Não é irrelevante que usemos a mesma
linguagem tanto para relatar acontecimentos que efetivamente ocorreram como
para falar de mundos ou de narrativas fantasiosas. Nossa linguagem nos permite mentir
e criar universos imaginados – realidades-simulacro que, por refletirem nosso próprio
mundo, nos ajudam a compreendê-lo. Quando a ficção nasceu, com ela vieram
todos os possíveis sentidos para a vida humana. Que a vida possa ter um sentido
não já é a derradeira ficção?
Estou convencido de que as estórias
possuam um papel incontornável em nossa maneira de perceber a vida. Do mesmo
modo que a mente só é capaz de apreender objetos concretos e abstratos por meio
dos conceitos, não podemos prescindir de narrativas para registrarmos a passagem
do tempo. É algo que se explica pelo papel que a linguagem possui na formação
de nossa consciência: não possuímos outros meios de nos referirmos à
experiência vivida. O homem é o animal que fabula – e tome mais uma frase de
efeito!
Isso não significa, claro, que
estejamos condenados à mentira. O mito não é necessariamente uma inverdade. A
realidade é objetiva, mas essa objetividade só pode ser alcançada pela mediação
das estórias. O problema é que existem narrativas boas e narrativas ruins.
Enquanto algumas são capazes – com sua riqueza de elementos ou de simbolismos –
de nos aproximar do problemático ideal de verdade, outras servem apenas para
simplificar ou banalizar nossa experiência, dando-nos respostas prontas e
fáceis para os muitos dilemas que encontramos no dia-a-dia.
Exemplo clássico de imbecilidade é o
do indivíduo que se ilude quanto à pessoa amada. Seja uma mãe conivente, seja
um marido enganado, a pessoa idiota constrói para si um verdadeiro castelo de
cartas em que o que menos interessa são as verdadeiras características da pessoa
querida. Uma vez que se tece a narrativa e se atribuem os papéis, o indivíduo
torna-se tão deslumbrado com seu próprio enredo que pode chegar a negar
ardorosamente indícios sobre a má índole daquele que ama, ou até ofender-se
se alguém vier lhe falar a verdade.
O que vale para os aspectos
cotidianos da vida também vale para as grandes narrativas – a política, a religião,
a ciência. Esses meta-discursos têm uma função muito mais abrangente – e perigosa
– já que eles servem de referência moral para a sociedade inteira. E enquanto a
imbecilidade privada comumente causa mais mal ao seu possuidor do que a
terceiros, a idiotice pública, por ter a seu favor o peso das multidões, tem a
terrível aptidão de causar mal aos inocentes. Todas as vítimas de fracassadas
utopias são, em alguma medida, vítimas de uma estória mal contada.

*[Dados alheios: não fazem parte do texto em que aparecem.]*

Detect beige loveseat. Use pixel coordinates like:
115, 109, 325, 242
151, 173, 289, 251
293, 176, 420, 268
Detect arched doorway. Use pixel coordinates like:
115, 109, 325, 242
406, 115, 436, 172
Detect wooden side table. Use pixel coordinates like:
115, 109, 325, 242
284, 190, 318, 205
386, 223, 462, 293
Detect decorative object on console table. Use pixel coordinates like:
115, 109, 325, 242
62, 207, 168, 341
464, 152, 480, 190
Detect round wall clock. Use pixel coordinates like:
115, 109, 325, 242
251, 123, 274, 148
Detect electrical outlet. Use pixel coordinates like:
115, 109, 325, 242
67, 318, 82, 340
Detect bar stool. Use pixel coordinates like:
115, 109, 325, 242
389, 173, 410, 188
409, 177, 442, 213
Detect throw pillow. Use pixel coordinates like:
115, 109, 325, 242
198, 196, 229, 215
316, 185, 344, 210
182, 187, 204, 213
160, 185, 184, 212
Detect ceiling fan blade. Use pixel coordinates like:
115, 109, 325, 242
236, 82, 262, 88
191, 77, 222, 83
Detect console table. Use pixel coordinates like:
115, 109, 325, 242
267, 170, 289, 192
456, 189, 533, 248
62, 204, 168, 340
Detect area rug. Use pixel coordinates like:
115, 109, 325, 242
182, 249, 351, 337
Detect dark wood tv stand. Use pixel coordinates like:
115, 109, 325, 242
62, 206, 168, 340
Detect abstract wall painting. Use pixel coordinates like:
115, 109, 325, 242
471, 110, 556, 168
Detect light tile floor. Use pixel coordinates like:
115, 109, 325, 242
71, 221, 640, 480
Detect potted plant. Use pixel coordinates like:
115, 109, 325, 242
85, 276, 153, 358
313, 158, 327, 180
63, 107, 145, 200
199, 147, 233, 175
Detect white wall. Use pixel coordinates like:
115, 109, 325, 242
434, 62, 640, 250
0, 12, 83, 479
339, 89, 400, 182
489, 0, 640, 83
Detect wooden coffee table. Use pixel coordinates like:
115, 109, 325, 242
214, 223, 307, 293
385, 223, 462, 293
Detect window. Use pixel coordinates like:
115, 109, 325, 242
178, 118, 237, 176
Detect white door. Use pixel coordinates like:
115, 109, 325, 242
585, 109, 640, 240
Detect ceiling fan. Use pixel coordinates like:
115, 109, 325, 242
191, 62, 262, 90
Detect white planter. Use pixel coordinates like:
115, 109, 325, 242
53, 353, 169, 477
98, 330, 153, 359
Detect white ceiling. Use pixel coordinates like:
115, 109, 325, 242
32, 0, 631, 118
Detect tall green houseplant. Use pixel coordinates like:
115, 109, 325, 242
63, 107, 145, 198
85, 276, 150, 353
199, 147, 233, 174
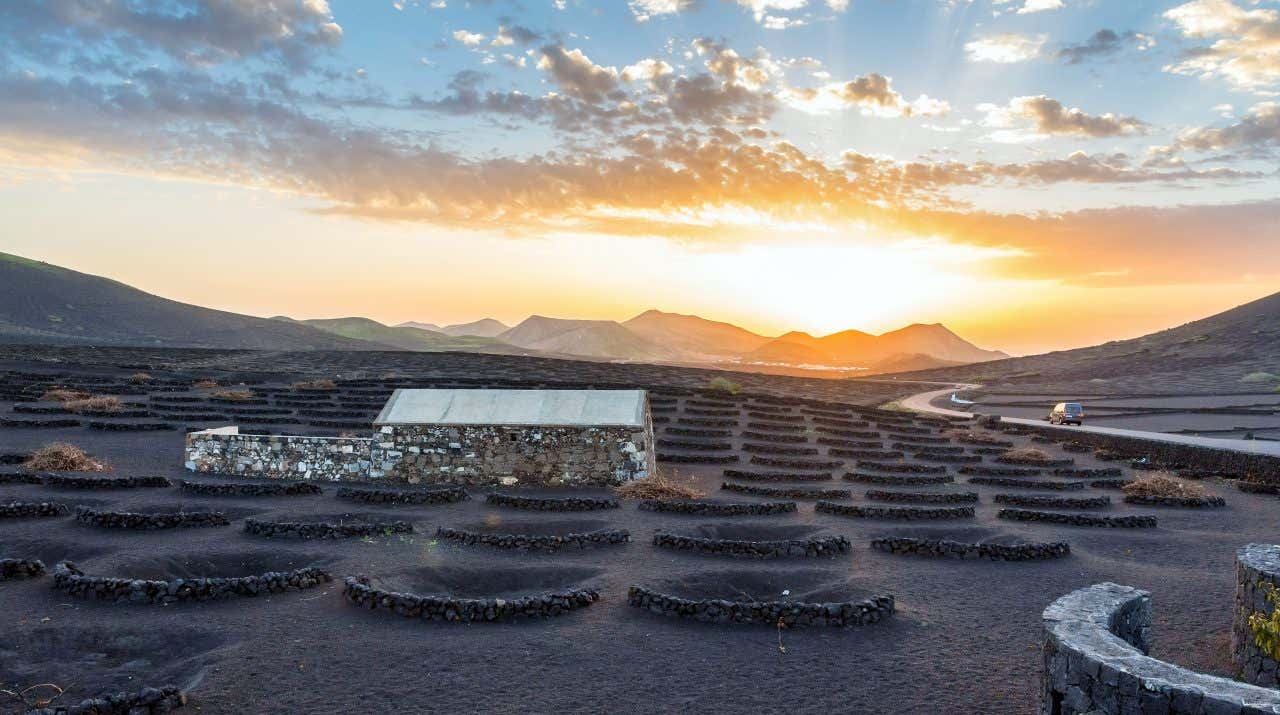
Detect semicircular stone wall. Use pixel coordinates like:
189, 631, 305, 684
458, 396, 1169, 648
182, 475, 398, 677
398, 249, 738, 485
1039, 583, 1280, 715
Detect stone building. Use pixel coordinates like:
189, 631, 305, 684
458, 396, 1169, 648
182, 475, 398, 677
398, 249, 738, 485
186, 390, 655, 486
374, 390, 655, 486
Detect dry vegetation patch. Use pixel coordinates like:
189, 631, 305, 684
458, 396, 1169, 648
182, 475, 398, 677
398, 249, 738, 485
1124, 472, 1204, 496
613, 473, 707, 500
23, 443, 110, 472
1000, 446, 1053, 463
211, 390, 256, 402
291, 380, 338, 390
63, 395, 124, 413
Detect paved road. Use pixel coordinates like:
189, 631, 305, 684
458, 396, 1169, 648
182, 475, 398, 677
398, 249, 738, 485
900, 384, 1280, 457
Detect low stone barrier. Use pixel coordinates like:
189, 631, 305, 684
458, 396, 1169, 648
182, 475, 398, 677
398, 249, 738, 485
1124, 494, 1226, 509
627, 586, 893, 628
45, 475, 173, 489
813, 501, 974, 521
0, 559, 45, 581
244, 519, 413, 538
0, 501, 72, 519
435, 527, 631, 551
721, 482, 854, 499
1039, 583, 1280, 715
342, 576, 600, 623
992, 494, 1111, 509
27, 686, 187, 715
969, 477, 1084, 491
653, 532, 852, 559
724, 469, 831, 482
996, 509, 1157, 528
484, 492, 622, 512
841, 472, 955, 486
76, 507, 232, 531
54, 562, 332, 604
178, 480, 324, 496
872, 536, 1071, 562
1231, 544, 1280, 688
337, 486, 471, 504
865, 489, 978, 504
636, 499, 796, 517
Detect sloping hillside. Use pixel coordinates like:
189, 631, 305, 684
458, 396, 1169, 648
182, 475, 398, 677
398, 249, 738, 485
0, 253, 376, 350
498, 316, 671, 361
901, 293, 1280, 391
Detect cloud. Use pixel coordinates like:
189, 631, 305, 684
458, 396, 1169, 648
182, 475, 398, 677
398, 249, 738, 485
0, 0, 342, 67
978, 95, 1147, 138
1152, 102, 1280, 157
1165, 0, 1280, 90
964, 32, 1048, 64
786, 73, 951, 118
1053, 28, 1156, 64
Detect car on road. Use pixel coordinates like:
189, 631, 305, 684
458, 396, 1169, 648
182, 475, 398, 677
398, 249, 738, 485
1046, 402, 1084, 425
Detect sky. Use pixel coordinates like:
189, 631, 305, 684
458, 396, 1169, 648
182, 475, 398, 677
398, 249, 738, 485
0, 0, 1280, 354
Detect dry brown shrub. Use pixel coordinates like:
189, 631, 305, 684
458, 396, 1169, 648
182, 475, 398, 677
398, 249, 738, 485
1001, 446, 1053, 462
63, 395, 124, 413
1124, 472, 1204, 496
291, 380, 338, 390
23, 443, 110, 472
210, 390, 256, 402
613, 472, 707, 500
40, 388, 93, 402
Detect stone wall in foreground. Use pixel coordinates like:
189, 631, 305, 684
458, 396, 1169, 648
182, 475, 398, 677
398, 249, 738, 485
372, 425, 655, 486
1231, 544, 1280, 688
186, 427, 383, 481
1039, 583, 1280, 715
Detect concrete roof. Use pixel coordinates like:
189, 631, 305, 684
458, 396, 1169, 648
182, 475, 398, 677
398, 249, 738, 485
374, 390, 645, 427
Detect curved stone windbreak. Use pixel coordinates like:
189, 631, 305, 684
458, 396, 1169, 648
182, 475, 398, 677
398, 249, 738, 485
872, 536, 1071, 562
865, 489, 978, 504
484, 492, 622, 512
54, 562, 333, 604
342, 576, 600, 623
338, 486, 471, 504
1039, 583, 1280, 715
992, 494, 1111, 509
244, 519, 413, 538
841, 472, 955, 486
996, 509, 1157, 528
724, 469, 831, 482
435, 527, 631, 551
0, 501, 72, 519
969, 477, 1084, 491
27, 686, 187, 715
653, 532, 854, 559
76, 507, 232, 531
178, 480, 324, 496
1231, 544, 1280, 688
627, 586, 893, 628
45, 475, 173, 489
813, 501, 974, 521
721, 482, 854, 499
0, 559, 45, 581
1124, 494, 1226, 509
636, 499, 796, 517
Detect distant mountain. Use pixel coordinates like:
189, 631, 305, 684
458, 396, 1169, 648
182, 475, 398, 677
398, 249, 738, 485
497, 316, 672, 361
0, 253, 376, 350
440, 317, 511, 338
281, 316, 509, 352
396, 320, 444, 333
910, 287, 1280, 393
742, 324, 1009, 372
622, 311, 769, 358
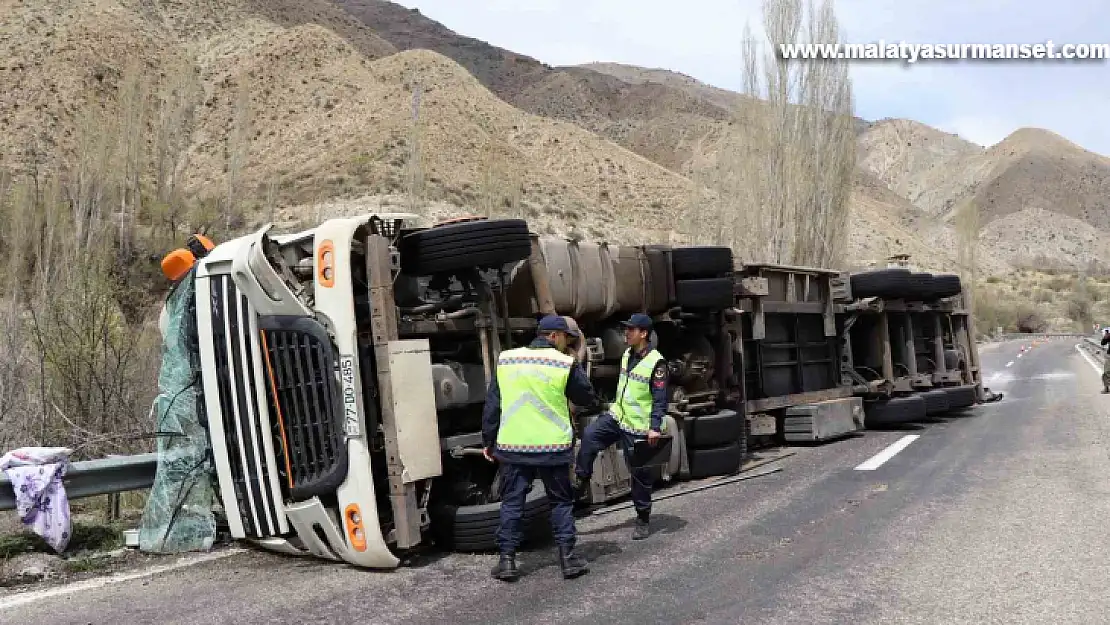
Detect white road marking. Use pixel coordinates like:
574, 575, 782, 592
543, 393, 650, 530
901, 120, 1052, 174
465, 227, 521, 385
1076, 345, 1102, 374
856, 434, 921, 471
0, 547, 248, 611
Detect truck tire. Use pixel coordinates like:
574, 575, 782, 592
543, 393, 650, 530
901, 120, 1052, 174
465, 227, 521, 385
644, 245, 675, 314
864, 395, 926, 430
921, 389, 948, 416
851, 268, 910, 299
400, 219, 532, 275
670, 245, 733, 280
675, 278, 736, 310
932, 273, 963, 298
686, 443, 744, 480
945, 386, 978, 410
431, 480, 551, 552
686, 410, 746, 450
905, 273, 937, 302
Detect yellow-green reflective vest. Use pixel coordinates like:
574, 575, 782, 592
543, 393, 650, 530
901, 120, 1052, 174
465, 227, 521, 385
609, 349, 663, 436
497, 347, 574, 453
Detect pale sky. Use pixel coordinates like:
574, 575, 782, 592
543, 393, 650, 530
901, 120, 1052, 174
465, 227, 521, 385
390, 0, 1110, 154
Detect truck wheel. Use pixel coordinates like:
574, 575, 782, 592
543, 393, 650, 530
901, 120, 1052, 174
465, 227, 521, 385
686, 443, 744, 480
675, 278, 736, 310
921, 389, 948, 416
686, 410, 745, 450
670, 245, 733, 280
864, 395, 926, 430
851, 268, 910, 299
932, 273, 963, 298
400, 219, 532, 275
644, 245, 675, 314
430, 480, 551, 552
945, 386, 977, 410
906, 273, 937, 302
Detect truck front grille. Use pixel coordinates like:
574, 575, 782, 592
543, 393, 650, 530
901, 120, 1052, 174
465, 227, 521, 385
261, 317, 347, 501
208, 275, 287, 536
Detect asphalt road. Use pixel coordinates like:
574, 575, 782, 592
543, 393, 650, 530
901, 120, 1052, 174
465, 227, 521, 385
8, 341, 1110, 625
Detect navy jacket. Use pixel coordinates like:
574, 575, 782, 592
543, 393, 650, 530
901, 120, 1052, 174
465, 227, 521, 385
482, 337, 597, 466
625, 346, 670, 432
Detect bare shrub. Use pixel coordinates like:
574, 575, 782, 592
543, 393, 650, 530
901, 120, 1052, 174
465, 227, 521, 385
695, 0, 856, 266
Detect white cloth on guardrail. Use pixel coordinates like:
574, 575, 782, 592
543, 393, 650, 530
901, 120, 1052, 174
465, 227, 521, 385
0, 447, 72, 553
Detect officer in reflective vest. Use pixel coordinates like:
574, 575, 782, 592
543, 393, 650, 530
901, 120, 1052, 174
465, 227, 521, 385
574, 313, 669, 541
482, 315, 597, 582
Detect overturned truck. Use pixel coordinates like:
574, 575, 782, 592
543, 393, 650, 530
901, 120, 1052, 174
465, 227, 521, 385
170, 214, 981, 568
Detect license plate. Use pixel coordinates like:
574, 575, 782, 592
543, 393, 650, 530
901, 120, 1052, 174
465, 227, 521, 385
340, 356, 362, 436
748, 414, 776, 436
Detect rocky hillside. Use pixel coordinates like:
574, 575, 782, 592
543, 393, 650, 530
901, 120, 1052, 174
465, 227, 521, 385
859, 120, 1110, 265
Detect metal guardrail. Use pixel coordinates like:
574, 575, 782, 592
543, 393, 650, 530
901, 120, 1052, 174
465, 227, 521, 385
0, 454, 158, 511
998, 332, 1091, 341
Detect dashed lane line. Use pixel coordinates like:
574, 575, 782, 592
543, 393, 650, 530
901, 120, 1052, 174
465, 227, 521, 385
856, 434, 921, 471
1076, 344, 1102, 374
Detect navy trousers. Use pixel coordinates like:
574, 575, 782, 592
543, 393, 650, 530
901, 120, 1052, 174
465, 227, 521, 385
497, 463, 576, 554
574, 413, 652, 515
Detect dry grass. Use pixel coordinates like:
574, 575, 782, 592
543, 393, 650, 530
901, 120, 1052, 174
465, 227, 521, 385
975, 270, 1110, 333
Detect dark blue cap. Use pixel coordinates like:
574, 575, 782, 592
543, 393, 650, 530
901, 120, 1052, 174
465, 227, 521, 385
536, 314, 578, 336
620, 313, 652, 330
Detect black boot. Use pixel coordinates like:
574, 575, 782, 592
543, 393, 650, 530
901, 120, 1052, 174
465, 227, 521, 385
632, 511, 652, 541
558, 546, 589, 579
490, 554, 521, 582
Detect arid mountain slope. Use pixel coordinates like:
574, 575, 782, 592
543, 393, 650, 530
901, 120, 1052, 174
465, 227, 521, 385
859, 120, 1110, 269
0, 0, 395, 169
191, 30, 689, 243
328, 0, 728, 172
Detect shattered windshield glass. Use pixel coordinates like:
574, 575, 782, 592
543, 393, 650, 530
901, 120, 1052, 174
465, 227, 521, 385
139, 271, 215, 553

Na minha interpretação, a idiotice
humana nasce de uma capacidade pobre de fabulação. Ela se origina da tentativa
(quase sempre inconsciente) de usar narrativas ruins para explicar ptoblemas
complexos. O idiota é um homem que usa moldes fixos, rigidamente
compartimentados, para julgar o que vê. Ele não tem sensibilidade para nuances, e não é capaz de entender que a vida
possui mais de uma camada de significados. E mesmo diante do notório fato de as
pessoas serem contraditórias e terem motivações problemáticas, ele sempre
incorrerá nas mesmas velhas suposições simplistas – chapeuzinho vermelho para
cá, lobo mau para lá...
Curiosa conclusão: embora seja
possível nascer burro, não se nasce idiota. Aprende-se a sê-lo ao longo da
vida, pela aculturação e à medida em que se vai definindo o repositório pessoal de
estórias da carochinha com que medir a vida. Outro desdobramento interessante: minha
maneira de interpretar a idiotice valoriza a literatura como possível remédio.
Os livros não são apenas fantasias: eles são um repertório de experiências,
emoções e intuições. A boa literatura, ao assumir radicalmente a complexidade
da vida, torna-nos capazes de reavaliar nossa existência de forma mais rica e
completa. Ela nos educa para a fábula – essa mediação fundamental entre nós e o
real – e, ao nos permitir um pouco mais de consciência dos papéis que exercemos,
ela pode até mesmo nos permitir uma maior medida de protagonismo. Resumindo, a
literatura é o remédio para a prosa ruim, quer dizer, para a vida ruim.